That's why I don't use Minwax if I'm doing a water finish. Use DuraSeal next time.


----------



## jhark123 (Aug 26, 2008)

James, I've used varathane twice with no issues, what problems have you seen?


----------



## 66 Shelby (Jan 11, 2009)

And I'd like to add -


Burkman said:


> My flooring guy is good but he is too busy right now to get out and look at it.


Uh, no. He's NOT. He's a _DUMBASS_ who needs to get out there RIGHT NOW and FIX IT. JM2C.


----------



## jamestrd (Oct 26, 2008)

jhark123 said:


> James, I've used varathane twice with no issues, what problems have you seen?


its not a matter of seeing problems as much as realizing its less than a professional application and if you can stop at a local paint store to by finish for your floor job, its quite hackish.

the finish is not durable enough to offer a reasonable quality job by professional standards/

none of our floor houses here in NJ carry a "varathane " product.,

the guys i first started in the biz with would do this..pick up varathane or carver tripp water base finishes and give a customer garbage

granted back in the day when water base was fresh and new and not a popular choice with the selection of quality available today..it was still an amateur decision.


----------



## jhark123 (Aug 26, 2008)

That is quite the illogical reasoning you are using there. The source of purchase does not have a logical impact on the product itself. I was curious, so I looked up the solids % of a few water-borne products:

Varathane - 28.6%
Bona Mega - 30%
Bona Traffic - 34%
Basic Hydroline Plus - 28%

So, there may be better coatings, but Varathane is in there as far as solids.


----------



## KennMacMoragh (Sep 16, 2008)

I used Varathane when I was a kid, would buy it at Ernst and use it on furniture. I never thought it worked very good but it was the only thing I knew existed, I always thought it looked like a thick goop and not real professional. I haven't used Varathane in about 25 years so I'm sure it's changed since then. But if you're going to purchase stuff at Home Depot or Lowes then you better know exactly what you're looking for so you don't end up buying crap. Home Depot or Lowes will do their purchasing from anywhere regardless of quality, where as a specialized building supply store will take their time and select stuff that works. 

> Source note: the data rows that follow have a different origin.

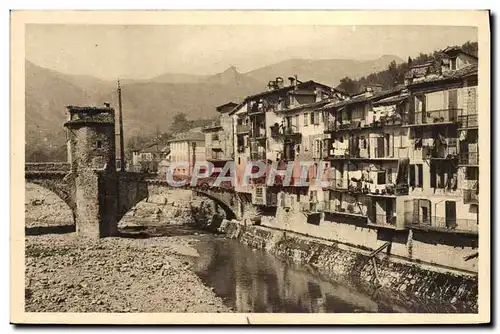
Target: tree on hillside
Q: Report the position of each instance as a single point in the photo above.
(180, 123)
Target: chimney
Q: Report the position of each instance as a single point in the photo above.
(279, 82)
(271, 85)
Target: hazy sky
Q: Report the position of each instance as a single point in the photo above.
(139, 52)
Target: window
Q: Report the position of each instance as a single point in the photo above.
(420, 176)
(389, 175)
(453, 63)
(472, 173)
(381, 177)
(316, 118)
(364, 143)
(412, 175)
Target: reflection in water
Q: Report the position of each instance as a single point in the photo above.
(254, 281)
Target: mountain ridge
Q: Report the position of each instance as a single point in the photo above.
(150, 105)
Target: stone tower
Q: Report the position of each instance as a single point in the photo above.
(91, 152)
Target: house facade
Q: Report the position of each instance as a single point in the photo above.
(443, 132)
(186, 150)
(149, 157)
(219, 138)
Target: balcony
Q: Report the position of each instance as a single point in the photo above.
(257, 156)
(337, 184)
(258, 134)
(242, 128)
(433, 117)
(382, 220)
(311, 207)
(287, 132)
(217, 156)
(471, 196)
(264, 197)
(349, 210)
(467, 121)
(447, 152)
(468, 159)
(441, 224)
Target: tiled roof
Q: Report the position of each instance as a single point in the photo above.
(364, 98)
(188, 136)
(302, 106)
(392, 99)
(449, 75)
(286, 88)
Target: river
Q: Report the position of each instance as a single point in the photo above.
(252, 280)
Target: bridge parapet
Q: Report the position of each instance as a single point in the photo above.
(47, 167)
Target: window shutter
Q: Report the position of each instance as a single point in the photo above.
(412, 175)
(433, 175)
(420, 175)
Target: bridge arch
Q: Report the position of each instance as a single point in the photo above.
(229, 209)
(62, 194)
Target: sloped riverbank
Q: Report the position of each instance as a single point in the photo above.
(406, 284)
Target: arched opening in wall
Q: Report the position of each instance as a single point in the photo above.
(46, 212)
(163, 212)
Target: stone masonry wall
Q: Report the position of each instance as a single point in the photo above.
(403, 282)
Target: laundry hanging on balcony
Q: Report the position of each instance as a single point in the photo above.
(403, 166)
(463, 135)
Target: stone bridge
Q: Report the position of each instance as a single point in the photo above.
(99, 198)
(97, 194)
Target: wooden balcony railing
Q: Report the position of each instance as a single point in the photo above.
(349, 209)
(242, 128)
(471, 158)
(440, 223)
(383, 219)
(467, 121)
(471, 196)
(257, 155)
(433, 117)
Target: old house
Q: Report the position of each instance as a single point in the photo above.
(219, 146)
(148, 158)
(444, 164)
(186, 150)
(368, 154)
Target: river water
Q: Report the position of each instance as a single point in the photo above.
(255, 281)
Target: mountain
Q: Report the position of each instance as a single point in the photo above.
(150, 105)
(327, 71)
(178, 78)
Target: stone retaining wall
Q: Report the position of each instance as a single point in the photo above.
(401, 281)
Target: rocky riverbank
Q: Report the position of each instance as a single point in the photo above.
(136, 272)
(68, 274)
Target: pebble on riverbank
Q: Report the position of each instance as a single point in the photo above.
(65, 273)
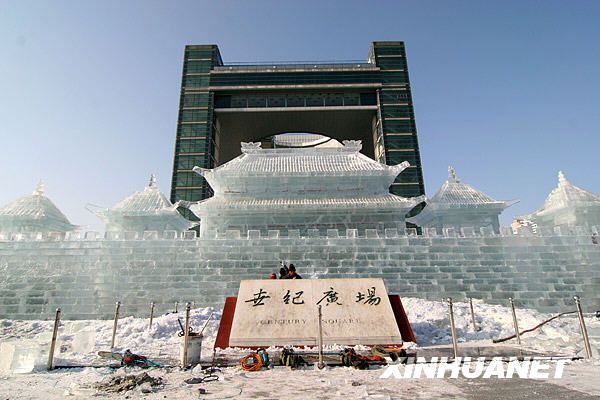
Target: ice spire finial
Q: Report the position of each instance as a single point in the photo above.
(152, 182)
(452, 174)
(562, 179)
(39, 189)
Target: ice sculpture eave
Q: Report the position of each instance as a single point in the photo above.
(308, 188)
(148, 210)
(568, 206)
(33, 213)
(458, 205)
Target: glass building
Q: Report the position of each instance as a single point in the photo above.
(223, 104)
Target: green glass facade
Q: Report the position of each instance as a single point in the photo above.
(221, 105)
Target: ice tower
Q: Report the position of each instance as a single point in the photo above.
(568, 206)
(148, 210)
(33, 214)
(458, 205)
(302, 189)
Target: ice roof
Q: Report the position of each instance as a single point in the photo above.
(35, 208)
(150, 200)
(145, 210)
(283, 204)
(346, 160)
(567, 195)
(455, 192)
(304, 140)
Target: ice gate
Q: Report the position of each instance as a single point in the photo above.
(338, 220)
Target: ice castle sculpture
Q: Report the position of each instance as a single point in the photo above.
(568, 206)
(301, 189)
(458, 205)
(35, 213)
(148, 210)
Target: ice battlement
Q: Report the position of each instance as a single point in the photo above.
(388, 233)
(86, 273)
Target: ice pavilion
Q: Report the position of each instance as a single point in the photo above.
(148, 210)
(300, 189)
(457, 205)
(568, 206)
(34, 213)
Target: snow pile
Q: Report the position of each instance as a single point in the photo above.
(24, 344)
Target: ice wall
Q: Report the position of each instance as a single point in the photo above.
(86, 275)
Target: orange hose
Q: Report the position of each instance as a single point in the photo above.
(256, 365)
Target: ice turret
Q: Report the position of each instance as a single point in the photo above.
(568, 206)
(148, 210)
(307, 188)
(33, 213)
(458, 205)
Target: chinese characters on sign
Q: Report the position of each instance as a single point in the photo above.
(259, 298)
(295, 299)
(330, 296)
(369, 298)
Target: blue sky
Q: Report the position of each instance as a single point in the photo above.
(508, 92)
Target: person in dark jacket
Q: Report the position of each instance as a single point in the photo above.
(292, 273)
(283, 272)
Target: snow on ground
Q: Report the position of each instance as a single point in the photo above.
(24, 344)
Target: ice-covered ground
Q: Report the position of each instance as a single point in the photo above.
(24, 344)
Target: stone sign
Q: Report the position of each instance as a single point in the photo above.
(285, 312)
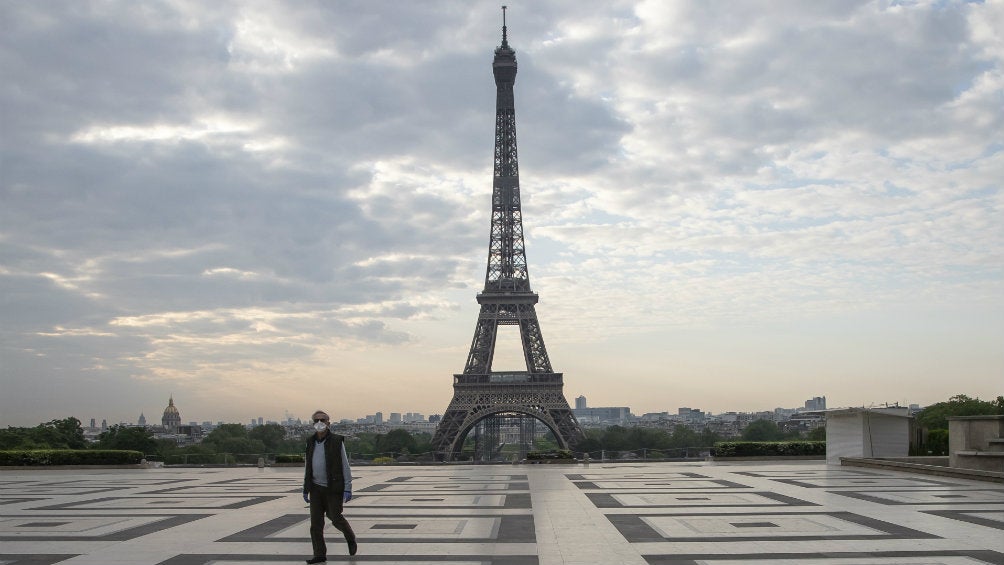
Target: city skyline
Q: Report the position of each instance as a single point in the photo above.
(286, 206)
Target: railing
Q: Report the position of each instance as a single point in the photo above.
(429, 458)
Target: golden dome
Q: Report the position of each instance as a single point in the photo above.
(171, 409)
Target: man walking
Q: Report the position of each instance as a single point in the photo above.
(327, 483)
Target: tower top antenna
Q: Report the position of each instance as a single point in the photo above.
(505, 42)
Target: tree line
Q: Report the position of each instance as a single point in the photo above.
(236, 439)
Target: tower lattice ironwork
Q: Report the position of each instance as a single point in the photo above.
(483, 396)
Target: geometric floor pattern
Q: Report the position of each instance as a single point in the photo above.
(749, 513)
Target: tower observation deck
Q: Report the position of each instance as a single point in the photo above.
(485, 400)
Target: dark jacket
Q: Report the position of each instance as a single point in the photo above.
(332, 459)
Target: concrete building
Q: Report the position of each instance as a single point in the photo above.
(867, 433)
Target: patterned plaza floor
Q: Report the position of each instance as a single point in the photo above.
(640, 514)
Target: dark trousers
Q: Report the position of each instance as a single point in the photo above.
(326, 502)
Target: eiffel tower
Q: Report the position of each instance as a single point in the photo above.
(484, 400)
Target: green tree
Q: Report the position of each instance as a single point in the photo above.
(936, 416)
(128, 438)
(762, 431)
(65, 434)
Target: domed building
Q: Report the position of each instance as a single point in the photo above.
(172, 417)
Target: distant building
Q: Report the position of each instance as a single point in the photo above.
(603, 414)
(816, 403)
(172, 417)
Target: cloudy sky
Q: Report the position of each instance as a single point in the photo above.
(264, 208)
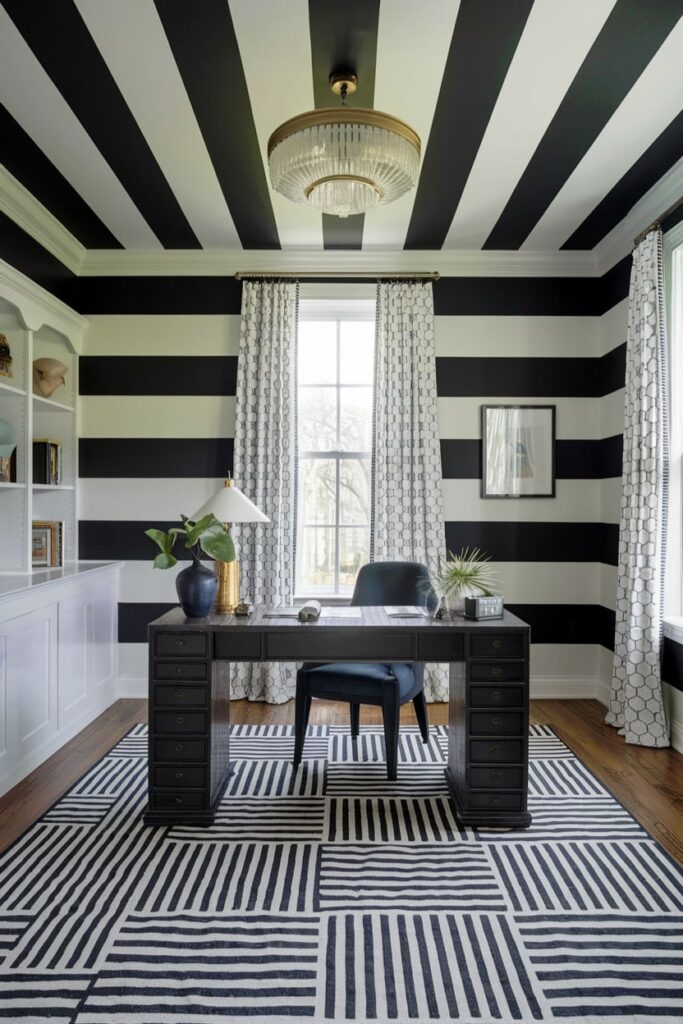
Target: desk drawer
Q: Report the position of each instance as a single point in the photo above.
(180, 750)
(497, 672)
(498, 645)
(180, 776)
(497, 696)
(172, 800)
(502, 801)
(183, 724)
(189, 670)
(497, 751)
(181, 696)
(496, 778)
(182, 644)
(506, 723)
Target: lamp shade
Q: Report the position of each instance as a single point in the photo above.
(229, 505)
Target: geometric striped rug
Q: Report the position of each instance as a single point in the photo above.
(329, 894)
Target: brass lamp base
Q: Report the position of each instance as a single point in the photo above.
(227, 597)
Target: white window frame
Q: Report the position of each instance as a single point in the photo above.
(673, 255)
(335, 309)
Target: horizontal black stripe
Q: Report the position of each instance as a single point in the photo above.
(159, 295)
(536, 542)
(158, 375)
(628, 41)
(476, 65)
(23, 252)
(550, 623)
(653, 164)
(504, 542)
(532, 377)
(58, 37)
(672, 666)
(567, 623)
(39, 175)
(155, 457)
(574, 460)
(135, 616)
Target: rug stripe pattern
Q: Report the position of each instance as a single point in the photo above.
(330, 894)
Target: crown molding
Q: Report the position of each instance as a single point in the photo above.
(37, 306)
(619, 243)
(456, 263)
(37, 221)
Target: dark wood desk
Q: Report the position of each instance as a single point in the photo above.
(189, 700)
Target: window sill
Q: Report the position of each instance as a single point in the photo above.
(673, 628)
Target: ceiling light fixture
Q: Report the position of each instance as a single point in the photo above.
(343, 160)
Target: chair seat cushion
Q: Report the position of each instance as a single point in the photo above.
(360, 680)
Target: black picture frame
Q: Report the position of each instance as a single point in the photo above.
(545, 455)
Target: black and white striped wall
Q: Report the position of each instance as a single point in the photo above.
(157, 422)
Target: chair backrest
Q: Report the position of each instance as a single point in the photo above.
(391, 583)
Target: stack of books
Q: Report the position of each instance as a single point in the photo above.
(46, 461)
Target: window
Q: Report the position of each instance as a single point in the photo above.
(336, 355)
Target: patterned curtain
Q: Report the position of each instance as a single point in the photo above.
(636, 700)
(407, 504)
(264, 465)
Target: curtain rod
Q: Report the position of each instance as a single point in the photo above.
(247, 274)
(657, 223)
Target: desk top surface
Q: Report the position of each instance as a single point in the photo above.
(371, 617)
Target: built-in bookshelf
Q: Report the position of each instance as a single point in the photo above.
(24, 500)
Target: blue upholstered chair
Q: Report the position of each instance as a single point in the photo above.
(386, 685)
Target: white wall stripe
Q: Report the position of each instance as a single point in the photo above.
(553, 45)
(157, 416)
(132, 41)
(411, 59)
(633, 127)
(34, 101)
(276, 61)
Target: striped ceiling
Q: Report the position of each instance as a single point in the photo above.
(142, 124)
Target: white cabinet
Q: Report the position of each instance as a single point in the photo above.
(57, 660)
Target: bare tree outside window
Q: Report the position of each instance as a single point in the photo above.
(335, 419)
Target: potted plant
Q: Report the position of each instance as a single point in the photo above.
(465, 574)
(197, 586)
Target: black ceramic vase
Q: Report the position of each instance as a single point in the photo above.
(197, 587)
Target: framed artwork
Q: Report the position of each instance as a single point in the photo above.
(41, 551)
(518, 451)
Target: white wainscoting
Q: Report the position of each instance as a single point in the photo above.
(58, 665)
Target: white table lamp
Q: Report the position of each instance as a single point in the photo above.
(229, 505)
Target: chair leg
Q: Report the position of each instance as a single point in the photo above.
(302, 711)
(391, 714)
(420, 705)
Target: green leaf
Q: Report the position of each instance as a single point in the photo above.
(165, 560)
(217, 544)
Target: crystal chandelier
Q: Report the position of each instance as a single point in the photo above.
(343, 160)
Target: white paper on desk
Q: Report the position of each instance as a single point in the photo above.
(282, 611)
(403, 611)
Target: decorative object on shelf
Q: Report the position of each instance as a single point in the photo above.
(460, 577)
(7, 452)
(228, 505)
(48, 375)
(343, 160)
(46, 461)
(5, 357)
(518, 451)
(47, 547)
(198, 584)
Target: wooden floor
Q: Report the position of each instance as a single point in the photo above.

But it sounds like your flooring guy didn't know how to read the directions on the label, drying time is listed on every paint, stain, and varnish. I know it's hard to find competent flooring guys that's why I usually do it myself. If I'm going to hire someone, I'm real particular, ask lots of questions, look at references, preferably someone I've used before. Have you tried calling the tech support to Varathane about the problem?


----------



## m1911 (Feb 24, 2009)

KennMacMoragh said:


> I used Varathane when I was a kid, would buy it at Ernst and use it on furniture. I never thought it worked very good but it was the only thing I knew existed, I always thought it looked like a thick goop and not real professional. I haven't used Varathane in about 25 years so I'm sure it's changed since then. But if you're going to purchase stuff at Home Depot or Lowes then you better know exactly what you're looking for so you don't end up buying crap. *Home Depot or Lowes will do their purchasing from anywhere regardless of quality, where as a specialized building supply store will take their time and select stuff that works.
> *
> But it sounds like your flooring guy didn't know how to read the directions on the label, drying time is listed on every paint, stain, and varnish. I know it's hard to find competent flooring guys that's why I usually do it myself. If I'm going to hire someone, I'm real particular, ask lots of questions, look at references, preferably someone I've used before. Have you tried calling the tech support to Varathane about the problem?


Is this a fact, or something you pulled out of your



hat?


----------



## KennMacMoragh (Sep 16, 2008)

m1911 said:


> Is this a fact, or something you pulled out of your hat?


 something I figured out. I've never worked for them but I worked for a framing outfit which was also a building supply store so I have an idea of how stores like that do their purchasing.


----------



## jamestrd (Oct 26, 2008)

jhark123 said:


> That is quite the illogical reasoning you are using there. The source of purchase does not have a logical impact on the product itself. I was curious, so I looked up the solids % of a few water-borne products:
> 
> Varathane - 28.6%
> Bona Mega - 30%
> ...



its not illogical.

amateur products are sold at box , hardware and paint stores.
professional floor finishes can not be purchased like that..its either through a distributor or online floor supply.

solids do not the finish make.

i haven't used their new nano shield pro finish line, but I did get a call a while back from someone who recently had it done and he complaint wa sit scratched so easily.

that was the first I heard of the finish..


----------